Arturo Guerrero

Personal information
- Born: August 30, 1948 (age 77) León, Guanajuato, Mexico
- Listed height: 6 ft 4 in (1.93 m)
- Listed weight: 185 lb (84 kg)

Career information
- Playing career: 1966–1982
- Position: Small forward

Career history

Playing
- 0: Lechugueros de León
- 0: E.C. Sírio

Coaching
- 1990–1994, 2009–2013: Mexico

Career highlights
- As a player: FIBA Intercontinental Cup Finals Top Scorer (1973); Best Player in Latin America (1971); 2× CIMEBA champion (1971, 1973); Best Mexican Player (1971);

= Arturo Guerrero =

Mexican basketball player and coach

Arturo Guerrero Moreno (born 30 August 1948) is a Mexican former basketball player and coach. He represented the Mexico national team and played in two Summer Olympic Games (1968 and 1976). Due to his shooting ability, he was nicknamed "Mano Santa" ("Holy Hand"). Along with Carlos Quintanar, Manolo Raga, and a few other players, he is generally considered to be one of the best Mexican basketball players of all time.

==Club career==
Guerrero played club basketball in Mexico, Italy, with the Brazilian club E.C. Sírio, in Puerto Rico, and in Cuba. With E.C. Sírio, he played in the 1973 FIBA Intercontinental Cup's final, and was the top scorer. With Lechugueros de León, he won two Mexican Basketball Circuit (CIMEBA) championships, in 1971 and 1973.

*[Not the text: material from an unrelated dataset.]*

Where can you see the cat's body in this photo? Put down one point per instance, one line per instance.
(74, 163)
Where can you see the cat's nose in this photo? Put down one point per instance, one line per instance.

During his club career, the NBA's Los Angeles Lakers, Cleveland Cavaliers, and San Antonio Spurs, offered him contracts. However, he turned them down because NBA players were not allowed to play in FIBA competitions at that time, and he would not have been able to continue to represent the Mexico national team.

==National team career==
Guerrero was a member of the senior men's Mexican national basketball teams that competed at the following major FIBA tournaments: the 1967 FIBA World Cup, the 1968 Summer Olympics, the 1972 Pre-Olympic Tournament, the 1974 FIBA World Cup, the 1976 Pre-Olympic Tournament, and the 1976 Summer Olympics.

With Mexico, Guerrero also won the silver medal at the 1967 Pan American Games, and played at the 1980 FIBA AmeriCup and the 1981 FIBA CentroBasket.

==Coaching career==
After he ended his playing career, Guerrero became a basketball coach. He was the head coach of the senior men's Mexican national basketball team at the 1991 Pan American Games, the 1992 FIBA AmeriCup, and the 2009 FIBA AmeriCup.